Subelement 4054 is chosen in the answer, can be used for:
It obtains answer word problem answer co-occurrence number in candidate answers, go out occurrence with problem word problem in search problemSeveral number ratios;
The corresponding target answer probability of candidate answers is obtained according to number ratio, which is the answer conductThe probability of the target answer of search problem;
The target answer of the search problem is chosen from the candidate answers set according to the corresponding target answer probability of answer.
When it is implemented, above each unit can be realized as independent entity, arbitrary combination can also be carried out, is madeIt is realized for same or several entities, the specific implementation of above each unit can be found in the embodiment of the method for front, herein notIt repeats again.
The automatic call answering arrangement can specifically be realized by one or more entity, for example be integrated in the equipment such as serverIn, for another example, which can be with realizations such as processed offline server, online processing server, sequence servers.
From the foregoing, it will be observed that automatic call answering arrangement of the embodiment of the present invention is based on to forming unit 401 in social platform by question and answerSocial data formed multiple question and answer pair, the question and answer are to including then problem and its corresponding answer establish unit by index402 establish the inverted index of the problem and its phrase, obtain search problem by problem acquiring unit 403, and ask according to the retrievalThe problem of topic phrase and the inverted index determine and phase near problem similar in the search problem, by candidate answers acquiring unit404 according to the phase near problem and the question and answer to obtaining the candidate answers of search problem, obtain the candidate answers collection of search problemIt closes, answer selection unit 405 chooses the target answer of the search problem from the candidate answers set.The program can be inquired firstWith phase near problem similar in search problem, and the corresponding answer of phase near problem is inquired, then is chosen most in the answer of slave phase near problemSuitable answer, therefore, the program can export the answer to match with search problem, improve chat robots system outputThe accuracy and quality of answer.

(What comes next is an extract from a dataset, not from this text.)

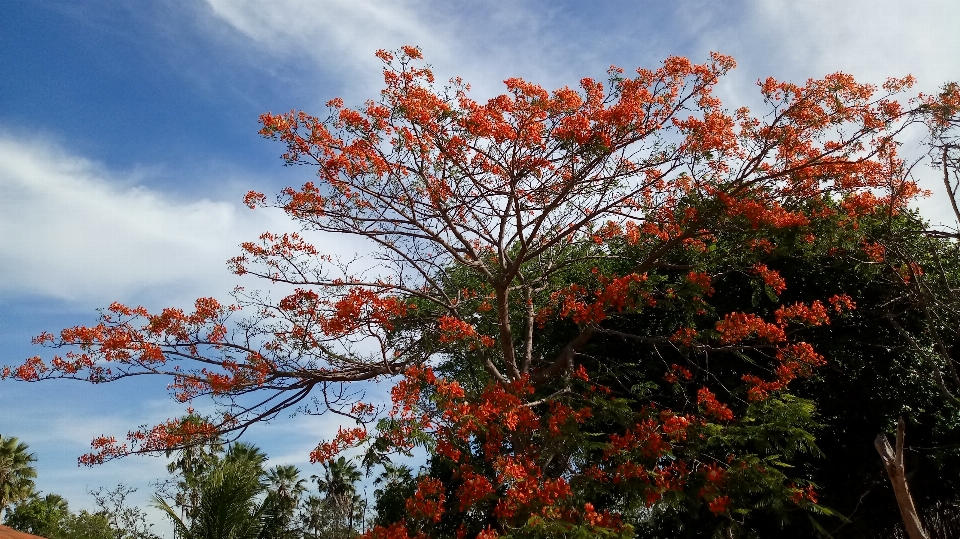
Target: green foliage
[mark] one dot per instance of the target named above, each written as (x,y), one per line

One of ordinary skill in the art will appreciate that all or part of step in the various methods of above-described embodiment is canIt is completed with instructing relevant hardware by program, which can be stored in a computer readable storage medium, storageMedium may include:Read-only memory (ROM, Read Only Memory), random access memory (RAM, RandomAccess Memory), disk or CD etc..
It is provided for the embodiments of the invention a kind of automatic question-answering method above and device is described in detail, hereinApplying specific case, principle and implementation of the present invention are described, and the explanation of above example is only intended to helpUnderstand the method and its core concept of the present invention;Meanwhile for those skilled in the art, according to the thought of the present invention, havingThere will be changes in body embodiment and application range, in conclusion the content of the present specification should not be construed as to the present inventionLimitation.